= Point–line–plane postulate =

In geometry, the point–line–plane postulate is a collection of assumptions (axioms) that can be used in a set of postulates for Euclidean geometry in two (plane geometry), three (solid geometry) or more dimensions.

==Assumptions==
The following are the assumptions of the point-line-plane postulate:
- Unique line assumption. There is exactly one line passing through two distinct points.
- Number line assumption. Every line is a set of points which can be put into a one-to-one correspondence with the real numbers. Any point can correspond with 0 (zero) and any other point can correspond with 1 (one).
- Dimension assumption. Given a line in a plane, there exists at least one point in the plane that is not on the line. Given a plane in space, there exists at least one point in space that is not in the plane.
- Flat plane assumption. If two points lie in a plane, the line containing them lies in the plane.
- Unique plane assumption. Through three non-collinear points, there is exactly one plane.
- Intersecting planes assumption. If two different planes have a point in common, then their intersection is a line.
The first three assumptions of the postulate, as given above, are used in the axiomatic formulation of the Euclidean plane in the secondary school geometry curriculum of the University of Chicago School Mathematics Project (UCSMP).

==History==

The axiomatic foundation of Euclidean geometry can be dated back to the books known as Euclid's Elements (circa 300 B.C.). These five initial axioms (called postulates by the ancient Greeks) are not sufficient to establish Euclidean geometry. Many mathematicians have produced complete sets of axioms which do establish Euclidean geometry. One of the most notable of these is due to Hilbert who created a system in the same style as Euclid. Unfortunately, Hilbert's system requires 21 axioms. Other systems have used fewer (but different) axioms. The most appealing of these, from the viewpoint of having the fewest axioms, is due to G.D. Birkhoff (1932) which has only four axioms.
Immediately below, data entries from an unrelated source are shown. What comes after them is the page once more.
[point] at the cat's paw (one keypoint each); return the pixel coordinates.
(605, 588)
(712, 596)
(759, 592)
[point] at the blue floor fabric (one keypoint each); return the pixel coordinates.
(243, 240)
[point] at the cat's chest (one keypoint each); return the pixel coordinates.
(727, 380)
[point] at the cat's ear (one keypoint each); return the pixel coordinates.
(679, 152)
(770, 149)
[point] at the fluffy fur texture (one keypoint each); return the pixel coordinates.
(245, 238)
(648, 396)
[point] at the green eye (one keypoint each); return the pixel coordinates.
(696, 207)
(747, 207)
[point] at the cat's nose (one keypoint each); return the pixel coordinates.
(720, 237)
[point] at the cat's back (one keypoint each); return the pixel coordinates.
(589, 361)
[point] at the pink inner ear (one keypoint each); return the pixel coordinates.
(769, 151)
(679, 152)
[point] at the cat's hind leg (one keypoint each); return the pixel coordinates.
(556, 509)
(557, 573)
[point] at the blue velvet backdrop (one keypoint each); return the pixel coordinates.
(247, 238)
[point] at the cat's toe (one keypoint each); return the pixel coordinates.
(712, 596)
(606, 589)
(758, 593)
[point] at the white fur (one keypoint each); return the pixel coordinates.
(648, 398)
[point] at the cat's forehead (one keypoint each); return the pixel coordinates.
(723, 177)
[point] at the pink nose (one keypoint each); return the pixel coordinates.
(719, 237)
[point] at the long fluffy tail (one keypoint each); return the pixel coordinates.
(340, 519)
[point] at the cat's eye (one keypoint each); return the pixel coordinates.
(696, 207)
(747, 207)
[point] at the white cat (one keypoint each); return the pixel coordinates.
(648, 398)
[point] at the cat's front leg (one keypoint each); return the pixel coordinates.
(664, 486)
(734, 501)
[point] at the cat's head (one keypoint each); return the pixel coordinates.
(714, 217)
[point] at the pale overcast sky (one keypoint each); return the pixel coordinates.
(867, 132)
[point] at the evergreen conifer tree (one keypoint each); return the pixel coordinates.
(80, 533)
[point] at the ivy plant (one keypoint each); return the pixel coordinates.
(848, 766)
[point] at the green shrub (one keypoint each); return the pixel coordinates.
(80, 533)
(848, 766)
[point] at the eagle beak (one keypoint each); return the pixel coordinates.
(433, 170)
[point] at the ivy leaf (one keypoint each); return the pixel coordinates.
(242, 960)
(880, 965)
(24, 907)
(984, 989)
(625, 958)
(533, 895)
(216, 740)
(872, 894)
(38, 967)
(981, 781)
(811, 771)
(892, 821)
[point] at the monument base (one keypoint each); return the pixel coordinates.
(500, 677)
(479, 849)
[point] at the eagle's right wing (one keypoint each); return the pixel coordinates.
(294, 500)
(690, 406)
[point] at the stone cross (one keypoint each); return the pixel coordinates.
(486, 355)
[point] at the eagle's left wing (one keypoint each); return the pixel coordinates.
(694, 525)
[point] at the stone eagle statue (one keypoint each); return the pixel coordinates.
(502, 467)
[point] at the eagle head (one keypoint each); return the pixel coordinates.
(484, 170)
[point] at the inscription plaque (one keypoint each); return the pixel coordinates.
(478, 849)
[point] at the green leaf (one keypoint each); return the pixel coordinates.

These four are: the Unique line assumption (which was called the Point-Line Postulate by Birkhoff), the Number line assumption, the Protractor postulate (to permit the measurement of angles) and an axiom that is equivalent to Playfair's axiom (or the parallel postulate). For pedagogical reasons, a short list of axioms is not desirable and starting with the New math curricula of the 1960s, the number of axioms found in high school level textbooks has increased to levels that even exceed Hilbert's system.